Parfois, il y a des jours où tu as envie de ne rien faire. Même réfléchir, te pèse, alors tu le mets de côté. Tu ressens des manques, qui restent indicibles. C’est la vie, il n’est pas obligatoire d’avoir toujours des choses à faire. Mais, lorsque tu ressens le besoin d’agir, le fait que les choses les plus simples te deviennent infaisables, rend l’expérience difficile. Cela donne le goût du désespoir, de solitude. Alors ce qui est à ta portée, tu le fais sans en avoir le coeur. Il arrive que tu te trouves dans une envie de tout laisser tomber.

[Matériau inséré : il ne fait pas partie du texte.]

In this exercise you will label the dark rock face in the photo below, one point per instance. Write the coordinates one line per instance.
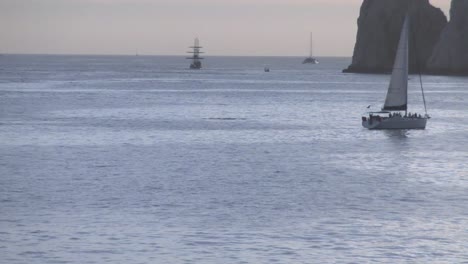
(450, 54)
(380, 23)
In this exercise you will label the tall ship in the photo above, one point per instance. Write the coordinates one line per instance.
(396, 102)
(196, 59)
(311, 59)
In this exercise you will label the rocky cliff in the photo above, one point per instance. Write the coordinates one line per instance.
(380, 23)
(450, 55)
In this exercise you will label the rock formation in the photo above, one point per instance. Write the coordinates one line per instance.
(450, 55)
(380, 23)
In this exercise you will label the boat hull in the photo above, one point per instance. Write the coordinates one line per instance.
(395, 123)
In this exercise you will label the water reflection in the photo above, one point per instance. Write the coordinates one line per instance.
(397, 133)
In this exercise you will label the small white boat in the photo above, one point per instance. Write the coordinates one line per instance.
(310, 59)
(196, 59)
(397, 95)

“Il n’y a rien à faire !”. J’entends cette expression depuis près de sept ans. J’ai croisé de nombreuses personnes qui réussissent à donner un sens négatif, même aux choses positives à portée de main. Ceux qui ont adopté ce désespoir, la dépendance, comme un trait de caractère… C’est d’une telle force, que parfois, même tes paroles devient un gâchis inutile. Notre parole jette l’éponge. Mais nous nous disons, “obligés, nous devons parler”, réellement… Sinon, “nous n’aurions rien à faire !”
La prison est l’unique institution étatique qui réussit à susciter cette situation négative. Tu t’y trouves face à une mentalité qui te dit que tu ne possèdes rien désormais, même ce qui t’appartient. Et même, elle t’apprend par coeur, la devise “tu ne seras plus toi, mais celui que je veux que tu sois”. Du moment où je ne suis plus moi-même, mes rêves appartiennent alors, à d’autres. C’est une façon de bourrer un sac vide, d’habits déchirés… “Il n’y a rien à faire !”

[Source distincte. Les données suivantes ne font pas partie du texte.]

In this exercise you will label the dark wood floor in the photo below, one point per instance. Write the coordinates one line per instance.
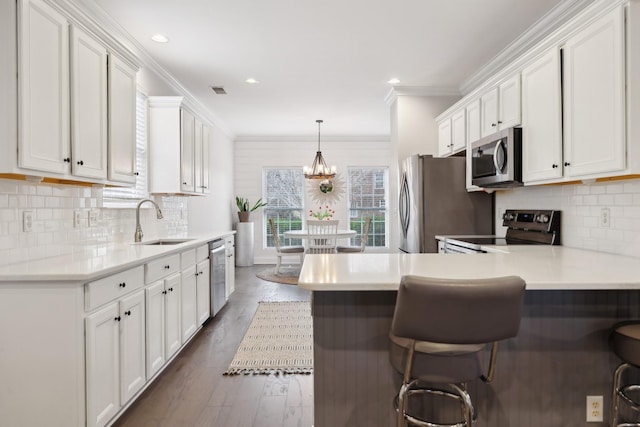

“Il n’y a rien qu’on puisse faire” parce que si on laisse faire tout ce qu’il faudrait faire, il n’y a plus goût à emprisonner. Il ne faut plus permettre de ressentir, il faut faire mendier le quotidien ! La crainte de “si tu le laisses, il fera selon son gré”, anime et oblige l’autorité. Ici c’est une prison de haute sécurité !

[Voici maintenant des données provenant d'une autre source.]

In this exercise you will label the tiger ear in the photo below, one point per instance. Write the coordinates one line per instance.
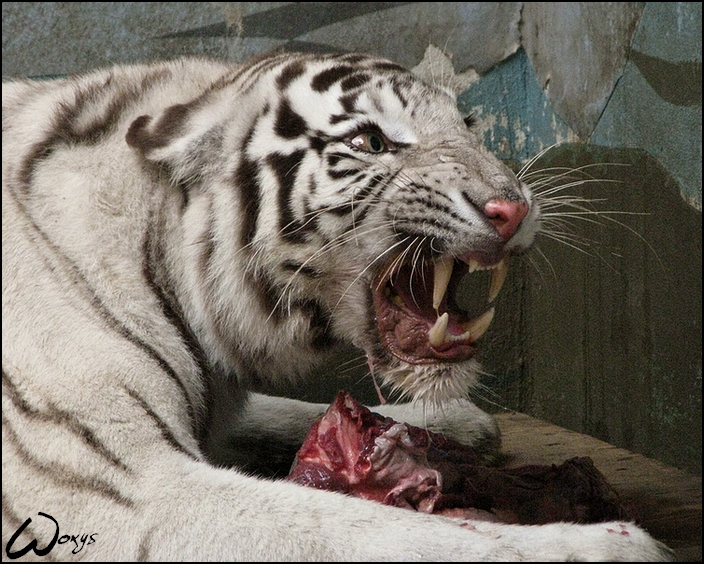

Aujourd’hui, mes vêtements furent comptés, un par un. Pourquoi ? Eh bien, parce que lorsqu’on m’a déporté ici, en arrivant, on m’a donné mes affaires dans la hâte, et ils auraient noté dans mon quota, un pull supplémentaire. Comme il ne suffisait pas qu’ils aient confisqué mon blouson, mon gilet, du fait de leur épaisseur, je ne pouvais donc pas avoir mon pull non plus. Ils m’ont fait prêter serment, pour un pull… Cela ne fut pas suffisant, ils ont encore effectué une fouille. “Ce que vous faites crée le manque de confiance” osai-je. Mais, “il n’y a rien à faire !” répondirent-ils.
Nous avons droit au sport, mais nous n’avons pas de chaussures. En fait, nous en avons, mais elles ne nous seront pas données. “Il n’y a rien à faire !”. “Dois-je me nourrir avec ces trois morceaux de pomme-de-terre ?” demandes-tu, “il n’y a rien à faire !”. “Mais vous avez fouillé il y a un instant”, “je vais fouiller à nouveau, il n’y a rien à faire”. Rien, rien…
Au fait, j’ai failli vous oublier dans ces riens. Y a‑t-il quelques chose que vous pouvez faire ? Moi personnellement, dans ces riens, j’ai appris ce qu’est une vie de rien. Pourtant, avant de faire connaissance avec ces murs, nous possédions tous, le même ciel. Nous partagions la chaleur du soleil, équitablement, et comme on dit, nous étions des êtres humains ! Mais là, où ces pratiques nous ont amenés, j’ai vu que nous avions des différences. Un néant, et bien qu’il y ait des choses à faire dans ce néant, j’ai vu qu“il n’y avait rien à faire”.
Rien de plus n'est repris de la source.